In a first step, pre-retrieval predictors are investigated, which predict a query's effectiveness before the retrieval step and are thus independent of the ranked list of results. Such predictors base their predictions solely on query terms, collection statistics and possibly external sources such as WordNet or Wikipedia. A total of twenty-two prediction algorithms are categorized and their quality is assessed on three different TREC test collections, including two large Web collections. A number of newly applied methods for combining various predictors are examined to obtain a better prediction of a query's effectiveness. In order to adequately and appropriately compare such techniques the current evaluation methodology is critically examined. It is shown that the standard evaluation measure, namely the linear correlation coefficient, can provide a misleading indication of performance. To address this issue, the current evaluation methodology is extended to include cross validation and statistical testing to determine significant differences.
Building on the analysis of pre-retrieval predictors, post-retrieval approaches are then investigated, which estimate a query's effectiveness on the basis of the retrieved results.

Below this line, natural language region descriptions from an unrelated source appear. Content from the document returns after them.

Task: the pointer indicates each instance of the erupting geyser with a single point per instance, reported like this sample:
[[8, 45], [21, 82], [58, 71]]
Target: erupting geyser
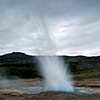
[[56, 74]]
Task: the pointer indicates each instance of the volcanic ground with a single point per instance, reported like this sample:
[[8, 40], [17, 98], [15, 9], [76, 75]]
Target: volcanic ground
[[32, 89]]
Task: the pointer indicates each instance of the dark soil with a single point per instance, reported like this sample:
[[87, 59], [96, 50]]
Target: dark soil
[[48, 96]]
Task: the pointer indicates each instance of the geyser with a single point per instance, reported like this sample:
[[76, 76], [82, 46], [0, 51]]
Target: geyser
[[57, 77]]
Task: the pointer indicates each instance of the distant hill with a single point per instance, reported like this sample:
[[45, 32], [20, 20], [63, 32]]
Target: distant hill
[[16, 57]]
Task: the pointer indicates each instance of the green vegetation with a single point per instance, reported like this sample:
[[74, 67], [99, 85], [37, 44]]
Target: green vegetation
[[30, 70], [24, 70]]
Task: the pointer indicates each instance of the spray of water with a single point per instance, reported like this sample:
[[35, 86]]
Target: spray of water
[[55, 74]]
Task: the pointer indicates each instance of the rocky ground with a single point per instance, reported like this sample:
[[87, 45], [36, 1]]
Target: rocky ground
[[30, 90]]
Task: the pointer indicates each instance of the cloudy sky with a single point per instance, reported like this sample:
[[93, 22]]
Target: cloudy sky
[[62, 27]]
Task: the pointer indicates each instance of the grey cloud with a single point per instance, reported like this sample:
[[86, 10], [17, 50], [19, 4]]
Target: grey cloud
[[33, 25]]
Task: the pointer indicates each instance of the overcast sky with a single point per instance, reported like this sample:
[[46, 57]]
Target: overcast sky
[[62, 27]]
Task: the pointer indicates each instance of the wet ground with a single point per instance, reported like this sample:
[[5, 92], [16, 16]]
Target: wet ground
[[30, 89]]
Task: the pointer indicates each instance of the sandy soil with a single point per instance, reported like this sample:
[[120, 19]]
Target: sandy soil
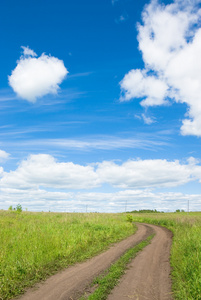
[[72, 282], [148, 274], [146, 278]]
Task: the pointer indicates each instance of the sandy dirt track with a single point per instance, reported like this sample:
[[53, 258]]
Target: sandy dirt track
[[147, 277], [71, 283]]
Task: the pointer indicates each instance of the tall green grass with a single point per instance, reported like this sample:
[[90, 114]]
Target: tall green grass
[[35, 245], [185, 252]]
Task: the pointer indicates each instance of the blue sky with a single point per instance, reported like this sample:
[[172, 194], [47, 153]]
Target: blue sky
[[100, 105]]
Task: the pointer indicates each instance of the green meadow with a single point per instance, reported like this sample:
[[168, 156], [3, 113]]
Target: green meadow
[[185, 252], [36, 245]]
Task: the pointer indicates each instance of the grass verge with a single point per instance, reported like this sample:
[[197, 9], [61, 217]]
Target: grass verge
[[35, 245], [111, 278], [185, 252]]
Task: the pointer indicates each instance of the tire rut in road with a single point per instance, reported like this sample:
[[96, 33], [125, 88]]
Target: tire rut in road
[[148, 276], [71, 283]]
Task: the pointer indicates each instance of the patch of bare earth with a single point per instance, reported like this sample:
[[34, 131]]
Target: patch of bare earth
[[147, 277]]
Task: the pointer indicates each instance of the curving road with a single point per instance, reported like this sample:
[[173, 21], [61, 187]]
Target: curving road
[[147, 277]]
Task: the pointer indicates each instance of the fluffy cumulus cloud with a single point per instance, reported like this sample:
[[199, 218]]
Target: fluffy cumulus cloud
[[35, 77], [42, 183], [146, 173], [3, 155], [44, 171], [170, 42]]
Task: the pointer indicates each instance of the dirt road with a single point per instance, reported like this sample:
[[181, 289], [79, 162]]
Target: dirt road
[[148, 275], [72, 282]]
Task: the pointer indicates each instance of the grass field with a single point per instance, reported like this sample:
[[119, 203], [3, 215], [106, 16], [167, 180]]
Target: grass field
[[36, 245], [185, 253]]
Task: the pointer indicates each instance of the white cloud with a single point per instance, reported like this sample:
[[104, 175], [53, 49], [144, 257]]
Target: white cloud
[[43, 170], [3, 155], [38, 200], [35, 77], [37, 184], [28, 52], [170, 42], [147, 120], [137, 84], [146, 173]]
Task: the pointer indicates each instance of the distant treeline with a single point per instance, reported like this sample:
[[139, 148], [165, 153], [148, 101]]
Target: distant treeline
[[145, 211]]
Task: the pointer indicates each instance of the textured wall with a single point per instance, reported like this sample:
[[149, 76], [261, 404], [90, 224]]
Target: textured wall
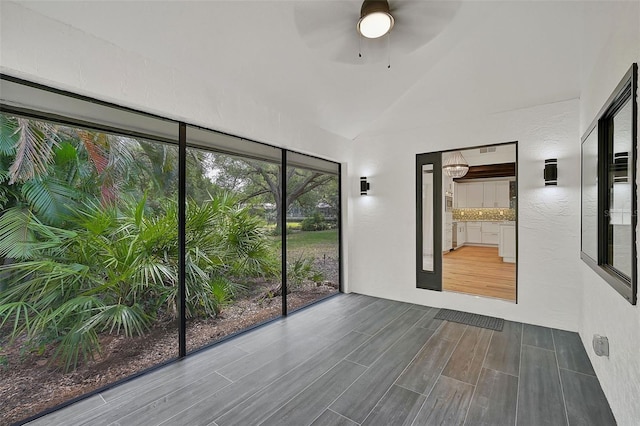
[[604, 311], [40, 49], [382, 225]]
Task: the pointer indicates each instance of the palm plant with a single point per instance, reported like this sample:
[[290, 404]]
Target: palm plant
[[116, 271]]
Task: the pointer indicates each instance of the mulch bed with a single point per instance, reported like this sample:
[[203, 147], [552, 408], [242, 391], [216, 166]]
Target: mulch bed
[[29, 385]]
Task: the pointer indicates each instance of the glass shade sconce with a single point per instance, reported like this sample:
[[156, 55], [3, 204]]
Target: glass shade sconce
[[364, 185], [551, 171], [620, 167]]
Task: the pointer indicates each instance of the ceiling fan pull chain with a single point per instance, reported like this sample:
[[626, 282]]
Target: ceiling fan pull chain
[[389, 49]]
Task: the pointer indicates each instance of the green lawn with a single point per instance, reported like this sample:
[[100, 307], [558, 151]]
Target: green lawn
[[301, 240]]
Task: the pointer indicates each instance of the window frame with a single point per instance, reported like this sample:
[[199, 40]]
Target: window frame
[[626, 91], [39, 102]]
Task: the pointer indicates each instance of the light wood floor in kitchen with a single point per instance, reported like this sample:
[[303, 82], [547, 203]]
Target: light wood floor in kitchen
[[479, 271]]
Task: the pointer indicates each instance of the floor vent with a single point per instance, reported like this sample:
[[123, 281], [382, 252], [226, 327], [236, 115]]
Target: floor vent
[[475, 320]]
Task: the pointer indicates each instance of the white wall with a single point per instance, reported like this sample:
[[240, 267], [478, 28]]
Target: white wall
[[37, 48], [40, 49], [382, 225], [604, 311]]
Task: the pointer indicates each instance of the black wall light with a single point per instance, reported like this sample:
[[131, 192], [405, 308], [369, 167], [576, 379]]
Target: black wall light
[[620, 167], [551, 171], [364, 185]]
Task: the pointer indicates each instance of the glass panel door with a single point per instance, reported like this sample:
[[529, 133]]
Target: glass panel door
[[232, 242], [429, 221], [312, 218]]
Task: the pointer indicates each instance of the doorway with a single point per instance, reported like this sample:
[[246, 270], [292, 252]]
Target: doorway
[[477, 228]]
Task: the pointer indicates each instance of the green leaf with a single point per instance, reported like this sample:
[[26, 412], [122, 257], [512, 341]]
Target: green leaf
[[75, 345], [131, 319], [8, 135], [49, 198], [33, 150], [65, 153], [19, 231], [22, 313]]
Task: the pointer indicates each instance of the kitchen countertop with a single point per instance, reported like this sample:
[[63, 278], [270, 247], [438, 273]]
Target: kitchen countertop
[[506, 222]]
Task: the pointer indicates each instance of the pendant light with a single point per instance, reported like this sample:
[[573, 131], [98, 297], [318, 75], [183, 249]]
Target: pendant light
[[455, 165], [375, 19]]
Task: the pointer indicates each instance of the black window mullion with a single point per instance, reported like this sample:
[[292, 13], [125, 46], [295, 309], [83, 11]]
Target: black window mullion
[[182, 239], [283, 228]]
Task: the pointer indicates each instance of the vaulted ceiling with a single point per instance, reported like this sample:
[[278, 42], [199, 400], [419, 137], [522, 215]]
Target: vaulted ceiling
[[449, 60]]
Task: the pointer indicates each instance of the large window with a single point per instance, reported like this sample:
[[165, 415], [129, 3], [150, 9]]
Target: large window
[[128, 241], [609, 215]]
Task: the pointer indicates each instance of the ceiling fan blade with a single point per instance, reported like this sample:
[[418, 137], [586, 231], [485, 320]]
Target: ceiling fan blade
[[318, 20]]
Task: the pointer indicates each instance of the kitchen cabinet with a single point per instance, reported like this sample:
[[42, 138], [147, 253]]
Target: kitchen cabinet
[[447, 230], [490, 233], [460, 195], [494, 194], [502, 194], [461, 234], [507, 243], [489, 194], [474, 233], [475, 194]]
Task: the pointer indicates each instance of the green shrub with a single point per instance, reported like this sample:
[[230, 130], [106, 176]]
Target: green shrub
[[114, 269], [301, 270]]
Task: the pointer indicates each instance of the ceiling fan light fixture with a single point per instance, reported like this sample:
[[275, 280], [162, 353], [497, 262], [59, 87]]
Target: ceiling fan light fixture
[[375, 19]]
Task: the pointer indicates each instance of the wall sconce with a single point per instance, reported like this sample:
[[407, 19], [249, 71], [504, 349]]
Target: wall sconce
[[620, 167], [551, 171], [364, 185]]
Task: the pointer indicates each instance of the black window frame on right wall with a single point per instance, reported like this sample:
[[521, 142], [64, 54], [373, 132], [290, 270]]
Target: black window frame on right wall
[[609, 213]]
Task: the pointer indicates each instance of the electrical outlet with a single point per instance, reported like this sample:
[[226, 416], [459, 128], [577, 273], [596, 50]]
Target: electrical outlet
[[601, 345]]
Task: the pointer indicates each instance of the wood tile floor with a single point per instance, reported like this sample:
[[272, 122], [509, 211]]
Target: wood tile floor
[[480, 271], [355, 359]]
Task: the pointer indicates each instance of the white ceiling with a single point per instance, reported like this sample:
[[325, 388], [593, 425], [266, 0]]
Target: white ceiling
[[449, 60]]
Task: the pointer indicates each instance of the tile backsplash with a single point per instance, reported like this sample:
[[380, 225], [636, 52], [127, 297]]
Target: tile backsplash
[[477, 214]]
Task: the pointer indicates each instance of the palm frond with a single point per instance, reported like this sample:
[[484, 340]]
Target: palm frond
[[8, 134], [34, 150], [23, 315], [19, 230], [75, 345], [131, 319], [49, 198]]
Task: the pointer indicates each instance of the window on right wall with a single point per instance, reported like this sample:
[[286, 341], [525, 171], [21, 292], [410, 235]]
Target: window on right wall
[[609, 190]]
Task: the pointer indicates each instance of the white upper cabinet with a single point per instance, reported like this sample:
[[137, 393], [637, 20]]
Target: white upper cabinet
[[489, 194], [482, 194], [502, 194], [475, 194], [460, 196]]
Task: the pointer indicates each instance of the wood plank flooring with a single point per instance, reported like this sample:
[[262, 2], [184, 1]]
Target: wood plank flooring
[[356, 360], [479, 271]]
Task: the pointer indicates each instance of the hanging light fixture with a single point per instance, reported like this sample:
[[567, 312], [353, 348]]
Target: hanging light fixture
[[455, 165], [375, 19]]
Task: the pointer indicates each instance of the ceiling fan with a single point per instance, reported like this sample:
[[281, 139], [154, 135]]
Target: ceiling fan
[[341, 30]]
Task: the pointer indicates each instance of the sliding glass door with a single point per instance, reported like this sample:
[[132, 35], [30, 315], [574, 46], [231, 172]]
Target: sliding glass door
[[128, 240], [312, 206]]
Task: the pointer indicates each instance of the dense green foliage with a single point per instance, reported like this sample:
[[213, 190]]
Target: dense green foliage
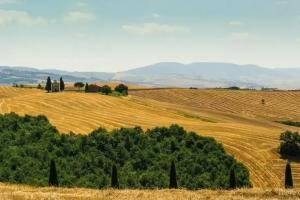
[[28, 144], [290, 144], [288, 176], [173, 178], [121, 88], [53, 180], [114, 177]]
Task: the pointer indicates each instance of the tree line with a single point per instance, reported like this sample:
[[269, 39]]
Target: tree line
[[131, 157]]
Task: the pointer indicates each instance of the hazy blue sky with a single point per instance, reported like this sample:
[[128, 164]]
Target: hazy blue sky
[[113, 35]]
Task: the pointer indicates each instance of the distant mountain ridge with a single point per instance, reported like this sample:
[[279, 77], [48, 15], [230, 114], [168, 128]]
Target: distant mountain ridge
[[170, 74]]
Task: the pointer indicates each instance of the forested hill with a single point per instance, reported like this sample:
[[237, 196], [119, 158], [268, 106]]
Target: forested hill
[[143, 159]]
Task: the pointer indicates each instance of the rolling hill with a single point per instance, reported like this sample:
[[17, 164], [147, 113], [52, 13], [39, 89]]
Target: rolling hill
[[170, 74], [13, 192], [235, 118]]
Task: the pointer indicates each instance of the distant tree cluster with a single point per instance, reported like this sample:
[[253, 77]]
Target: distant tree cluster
[[290, 144], [106, 89], [33, 152]]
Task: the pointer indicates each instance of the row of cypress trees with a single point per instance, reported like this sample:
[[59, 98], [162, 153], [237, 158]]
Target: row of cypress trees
[[53, 179]]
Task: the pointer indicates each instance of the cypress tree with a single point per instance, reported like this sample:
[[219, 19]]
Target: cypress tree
[[86, 88], [173, 179], [48, 84], [114, 177], [53, 181], [127, 143], [288, 176], [232, 179], [61, 84]]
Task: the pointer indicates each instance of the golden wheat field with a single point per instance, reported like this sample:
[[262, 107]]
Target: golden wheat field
[[235, 118], [17, 192]]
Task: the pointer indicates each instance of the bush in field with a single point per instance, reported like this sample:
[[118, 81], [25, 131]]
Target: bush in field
[[106, 89], [290, 144], [121, 88], [27, 144], [79, 85]]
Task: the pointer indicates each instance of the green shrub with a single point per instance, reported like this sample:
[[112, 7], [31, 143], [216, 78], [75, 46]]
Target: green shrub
[[290, 144], [27, 144]]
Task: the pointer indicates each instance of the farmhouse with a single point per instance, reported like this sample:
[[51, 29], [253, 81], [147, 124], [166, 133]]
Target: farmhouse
[[55, 87]]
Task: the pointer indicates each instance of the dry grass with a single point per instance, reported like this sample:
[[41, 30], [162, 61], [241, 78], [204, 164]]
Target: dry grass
[[19, 192], [235, 118]]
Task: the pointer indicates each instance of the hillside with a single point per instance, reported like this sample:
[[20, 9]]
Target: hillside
[[252, 138], [169, 74], [12, 192], [209, 74]]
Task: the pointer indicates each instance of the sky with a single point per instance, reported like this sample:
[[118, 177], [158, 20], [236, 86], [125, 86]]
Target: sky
[[116, 35]]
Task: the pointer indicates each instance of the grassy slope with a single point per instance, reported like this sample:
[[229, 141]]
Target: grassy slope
[[235, 118], [15, 192]]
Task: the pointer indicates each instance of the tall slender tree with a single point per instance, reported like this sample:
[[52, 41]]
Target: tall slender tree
[[288, 176], [86, 88], [114, 177], [53, 180], [48, 84], [173, 178], [61, 84], [232, 179]]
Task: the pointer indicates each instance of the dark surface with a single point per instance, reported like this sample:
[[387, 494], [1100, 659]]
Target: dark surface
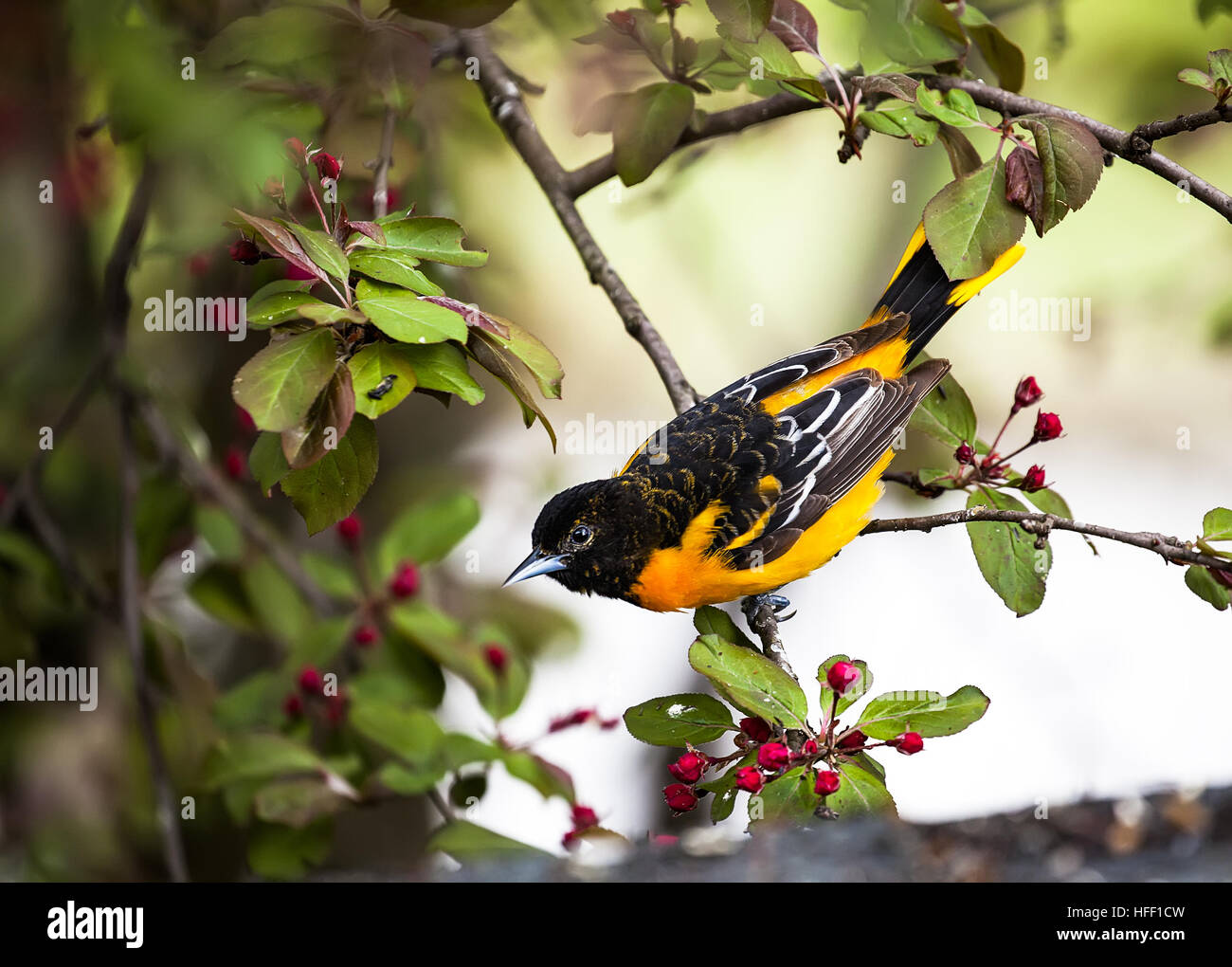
[[1169, 836]]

The thesis focuses in particular on the Clarity Score approach and provides an analysis of its sensitivity towards different variables such as the collection, the query set and the retrieval approach. Adaptations to Clarity Score are introduced which improve the estimation accuracy of the original algorithm on most evaluated test collections.
The utility of query effectiveness prediction methods is commonly evaluated by reporting correlation coefficients, such as Kendall's Tau and the linear correlation coefficient, which denote how well the methods perform at predicting the retrieval effectiveness of a set of queries. Despite the significant amount of research dedicated to this important stage in the retrieval process, the following question has remained unexplored: what is the relationship of the current evaluation methodology for query effectiveness prediction and the change in effectiveness of retrieval systems that employ a predictor? We investigate this question with a large scale study for which predictors of arbitrary accuracy are generated in order to examine how the strength of their observed Kendall's Tau coefficient affects the retrieval effectiveness in two adaptive system settings: selective query expansion and meta-search. It is shown that the accuracy of currently existing query effectiveness prediction methods is not yet high enough to lead to consistent positive changes in retrieval performance in these particular settings.
The last part of the thesis is concerned with the task of estimating the ranking of retrieval systems according to their retrieval effectiveness without relying on costly relevance judgments. Five different system ranking estimation approaches are evaluated on a wide range of data sets which cover a variety of retrieval tasks and a variety of test collections. The issue that has long prevented this line of automatic evaluation to be used in practice is the severe mis-ranking of the best systems. In the experiments reported in this work, however, we show this not to be an inherent problem of system ranking estimation approaches, it is rather data set dependent. Under certain conditions it is indeed possible to automatically identify the best systems correctly. Furthermore, our analysis reveals that the estimated ranking of systems is not equally accurate for all topics of a topic set, which motivates the investigation of relying on topic subsets to improve the accuracy of the estimate. A study to this effect indicates the validity of the approach.